Going to the dead man once more, I unchained
him from the chair and turned him upon his back. Susan's black cloak lay upon
one of the other chairs, and I picked it up and spread it above him. Then I
went to each door in turn, and to the windows.
"The seals are unbroken," I
reported. "There isn't a space through which even a mouse could slip in or
out. Yet - "
"I did it!" wailed Susan suddenly.
"Oh, my God, what dreadful thing came out of me to murder my father! "
I unfastened the parlour door and opened it.
Almost at the same time a loud knock sounded from the front of the house.
Zoberg lifted his head, nodding to me across
Susan's trembling shoulder. His arms were still clasped around her, and I could
not help but notice that they seemed thin and ineffectual now. When I had
chained them, I had wondered at their steely cording. Had this awful calamity
drained him of strength?
"Go," he said hoarsely. "See
who it is."
I went. Opening the front door, I came face to
face with a tall, angular silhouette in a slouch hat with snow on the brim.

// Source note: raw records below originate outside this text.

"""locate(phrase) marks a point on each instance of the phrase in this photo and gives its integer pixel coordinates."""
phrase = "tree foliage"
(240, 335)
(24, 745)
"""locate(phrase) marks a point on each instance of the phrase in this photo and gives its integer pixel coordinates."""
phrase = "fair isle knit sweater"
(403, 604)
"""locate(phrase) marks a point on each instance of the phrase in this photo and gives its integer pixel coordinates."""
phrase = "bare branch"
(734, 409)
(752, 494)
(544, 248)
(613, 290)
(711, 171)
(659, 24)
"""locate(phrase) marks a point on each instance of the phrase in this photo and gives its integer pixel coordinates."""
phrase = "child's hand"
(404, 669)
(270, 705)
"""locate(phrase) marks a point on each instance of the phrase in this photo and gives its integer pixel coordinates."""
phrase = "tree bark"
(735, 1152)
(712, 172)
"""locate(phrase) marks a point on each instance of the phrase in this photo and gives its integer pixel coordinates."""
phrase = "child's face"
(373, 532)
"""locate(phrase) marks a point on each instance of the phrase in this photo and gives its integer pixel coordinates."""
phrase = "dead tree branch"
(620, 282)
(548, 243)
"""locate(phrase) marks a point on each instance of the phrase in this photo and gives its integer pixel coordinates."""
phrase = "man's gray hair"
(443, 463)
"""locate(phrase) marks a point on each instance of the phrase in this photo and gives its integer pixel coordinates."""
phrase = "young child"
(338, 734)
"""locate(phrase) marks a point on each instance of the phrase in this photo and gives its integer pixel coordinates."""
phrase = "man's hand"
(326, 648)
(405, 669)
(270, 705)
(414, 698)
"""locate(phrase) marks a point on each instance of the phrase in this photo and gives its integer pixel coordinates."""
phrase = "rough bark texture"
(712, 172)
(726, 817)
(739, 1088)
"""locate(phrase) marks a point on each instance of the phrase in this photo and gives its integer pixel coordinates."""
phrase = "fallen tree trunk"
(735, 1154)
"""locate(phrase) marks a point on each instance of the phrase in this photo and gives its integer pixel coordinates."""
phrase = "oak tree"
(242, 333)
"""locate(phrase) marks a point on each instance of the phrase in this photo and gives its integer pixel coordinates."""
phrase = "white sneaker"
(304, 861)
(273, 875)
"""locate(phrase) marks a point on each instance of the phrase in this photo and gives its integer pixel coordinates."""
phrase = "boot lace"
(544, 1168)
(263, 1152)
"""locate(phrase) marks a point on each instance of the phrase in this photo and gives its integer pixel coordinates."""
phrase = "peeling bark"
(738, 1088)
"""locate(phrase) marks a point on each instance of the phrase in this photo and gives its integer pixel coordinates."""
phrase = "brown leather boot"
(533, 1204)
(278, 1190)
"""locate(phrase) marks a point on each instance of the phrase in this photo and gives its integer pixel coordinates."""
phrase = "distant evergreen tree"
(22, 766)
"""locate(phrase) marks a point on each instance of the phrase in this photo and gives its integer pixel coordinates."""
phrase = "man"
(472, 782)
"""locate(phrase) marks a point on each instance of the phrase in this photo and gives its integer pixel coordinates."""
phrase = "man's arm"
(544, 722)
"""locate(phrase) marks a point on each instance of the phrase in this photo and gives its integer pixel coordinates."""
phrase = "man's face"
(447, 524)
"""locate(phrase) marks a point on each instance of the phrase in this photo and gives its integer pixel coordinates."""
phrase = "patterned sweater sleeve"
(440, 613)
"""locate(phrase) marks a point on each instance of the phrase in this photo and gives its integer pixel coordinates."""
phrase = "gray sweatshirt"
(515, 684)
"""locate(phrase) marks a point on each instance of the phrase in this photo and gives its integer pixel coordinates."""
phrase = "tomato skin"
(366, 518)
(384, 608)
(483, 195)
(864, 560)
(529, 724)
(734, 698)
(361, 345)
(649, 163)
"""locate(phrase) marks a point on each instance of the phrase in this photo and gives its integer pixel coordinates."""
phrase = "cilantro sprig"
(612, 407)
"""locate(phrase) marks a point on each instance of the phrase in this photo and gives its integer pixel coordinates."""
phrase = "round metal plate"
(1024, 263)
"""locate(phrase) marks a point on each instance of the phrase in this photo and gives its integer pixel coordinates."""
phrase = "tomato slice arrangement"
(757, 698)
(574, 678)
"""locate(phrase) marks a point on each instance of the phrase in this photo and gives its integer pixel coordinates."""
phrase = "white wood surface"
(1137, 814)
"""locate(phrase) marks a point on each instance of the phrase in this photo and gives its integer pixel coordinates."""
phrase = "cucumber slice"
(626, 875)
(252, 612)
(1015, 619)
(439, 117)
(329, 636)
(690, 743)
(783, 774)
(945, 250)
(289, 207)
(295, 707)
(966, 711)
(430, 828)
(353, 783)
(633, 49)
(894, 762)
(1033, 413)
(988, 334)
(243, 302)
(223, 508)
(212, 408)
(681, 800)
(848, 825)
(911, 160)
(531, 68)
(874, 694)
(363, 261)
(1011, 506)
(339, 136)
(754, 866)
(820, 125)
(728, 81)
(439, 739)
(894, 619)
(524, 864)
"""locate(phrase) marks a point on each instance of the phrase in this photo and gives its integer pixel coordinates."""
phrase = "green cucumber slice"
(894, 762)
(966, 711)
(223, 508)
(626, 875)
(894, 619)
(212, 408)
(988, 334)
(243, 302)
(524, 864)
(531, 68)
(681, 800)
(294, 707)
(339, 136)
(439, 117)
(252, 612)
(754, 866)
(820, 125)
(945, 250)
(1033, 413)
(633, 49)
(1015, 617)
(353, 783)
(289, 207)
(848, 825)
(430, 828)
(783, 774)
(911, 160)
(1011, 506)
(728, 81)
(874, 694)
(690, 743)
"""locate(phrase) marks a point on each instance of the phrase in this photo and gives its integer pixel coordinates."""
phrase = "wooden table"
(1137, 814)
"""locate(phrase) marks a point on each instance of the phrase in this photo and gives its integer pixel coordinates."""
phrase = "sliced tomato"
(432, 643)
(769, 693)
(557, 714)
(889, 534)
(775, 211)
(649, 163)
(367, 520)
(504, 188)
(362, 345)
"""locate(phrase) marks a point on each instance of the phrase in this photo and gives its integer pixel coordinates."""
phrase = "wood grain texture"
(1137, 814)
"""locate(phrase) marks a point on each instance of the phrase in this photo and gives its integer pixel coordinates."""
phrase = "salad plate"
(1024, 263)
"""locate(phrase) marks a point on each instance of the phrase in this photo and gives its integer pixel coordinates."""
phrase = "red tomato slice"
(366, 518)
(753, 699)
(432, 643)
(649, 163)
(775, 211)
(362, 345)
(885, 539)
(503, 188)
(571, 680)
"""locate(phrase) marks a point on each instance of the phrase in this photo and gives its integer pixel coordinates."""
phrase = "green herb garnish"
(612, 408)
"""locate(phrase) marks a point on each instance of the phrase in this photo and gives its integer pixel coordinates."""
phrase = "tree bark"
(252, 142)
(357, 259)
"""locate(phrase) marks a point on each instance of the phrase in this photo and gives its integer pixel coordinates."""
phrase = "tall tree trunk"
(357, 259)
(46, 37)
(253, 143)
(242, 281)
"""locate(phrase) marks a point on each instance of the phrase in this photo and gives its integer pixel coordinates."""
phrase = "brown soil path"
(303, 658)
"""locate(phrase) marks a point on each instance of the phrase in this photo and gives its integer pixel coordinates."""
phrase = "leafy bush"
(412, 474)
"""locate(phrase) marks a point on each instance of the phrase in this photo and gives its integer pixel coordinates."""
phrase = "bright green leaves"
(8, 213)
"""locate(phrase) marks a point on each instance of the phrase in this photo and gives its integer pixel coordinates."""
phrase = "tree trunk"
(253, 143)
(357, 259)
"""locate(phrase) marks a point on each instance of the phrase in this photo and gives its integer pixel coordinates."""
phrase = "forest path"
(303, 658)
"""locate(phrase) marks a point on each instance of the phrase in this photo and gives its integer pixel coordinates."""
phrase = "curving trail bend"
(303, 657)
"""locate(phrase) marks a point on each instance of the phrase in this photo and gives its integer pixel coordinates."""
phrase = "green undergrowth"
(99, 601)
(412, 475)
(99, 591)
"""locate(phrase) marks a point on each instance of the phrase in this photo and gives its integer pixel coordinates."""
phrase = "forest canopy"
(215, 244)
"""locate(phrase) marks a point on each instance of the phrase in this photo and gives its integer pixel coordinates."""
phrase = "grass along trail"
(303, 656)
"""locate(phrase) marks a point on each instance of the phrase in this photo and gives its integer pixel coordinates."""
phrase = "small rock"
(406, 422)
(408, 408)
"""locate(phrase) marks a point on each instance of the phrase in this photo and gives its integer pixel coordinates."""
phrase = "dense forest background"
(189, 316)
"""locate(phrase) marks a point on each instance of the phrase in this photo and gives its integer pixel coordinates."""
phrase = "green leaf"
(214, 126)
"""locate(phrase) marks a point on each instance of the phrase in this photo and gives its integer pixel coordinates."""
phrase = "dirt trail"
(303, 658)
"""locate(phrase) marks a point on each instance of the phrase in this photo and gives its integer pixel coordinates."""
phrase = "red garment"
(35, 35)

"Who are you?" I jerked out,
startled.
"O'Bryant," boomed back an
organ-deep bass. "What's the fuss here?"
"Well -" I began, then hesitated.
"Stranger in town, ain't you?" was the
next question. "I saw you when you stopped at the Luther Inn. I'm O'Bryant
- the constable."
He strode across the door-sill, peered about
him in the dark, and then slouched into the lighted dining room. Following, I
made him out as a stern, roughly dressed man of forty or so, with a lean face
made strong by a salient chin and a similar nose. His light blue eyes studied
the still form of John Gird, and he stooped to draw away the cloak. Susan gave
another agonized cry, and I heard Zoberg gasp as if deeply shocked. The
constable, too, flinched and replaced the cloak more quickly than he had taken
it up.
"Who done that?" he barked at me.
Again I found it hard to answer. Constable
O'Bryant sniffed suspiciously at each of us in turn, took up the lamp and
herded us into the parlour. There he made us take seats.
"I want to know everything about this
business," he said harshly.
"You," he flung at me, "you
seem to be the closest to sensible. Give me the story, and don't leave out a
single bit of it."
Thus commanded, I made shift to describe the
seance and what had led up to it. I was as uneasy as most innocent people are
when unexpectedly questioned by peace officers. O'Bryant interrupted twice with
a guttural "Huh!" and once with a credulous whistle.
"And this killing happened in the
dark?" he asked when I had finished. "Well, which of you dressed up
like a devil and done it?"
Susan whimpered and bowed her head. Zoberg,
outraged, sprang to his feet.
"It was a creature from another
world," he protested angrily. "None of us had a reason to kill Mr
Gird."
O'Bryant emitted a sharp, equine laugh.
"Don't go to tell me any ghost stories. Doctor Zoberg. We folks have heard
a lot about the hocus-pocus you've pulled off here from time to time. Looks
like it might have been to cover up some kind of rough stuff."
"How could it be?" demanded Zoberg.
"Look here. Constable, these handcuffs." He
held out one pair of them. "We were all confined with them, fastened to
chairs that were sealed to the floor. Mr Gird was also chained, and his chair
made fast out of our reach. Go into the next room and look for yourself."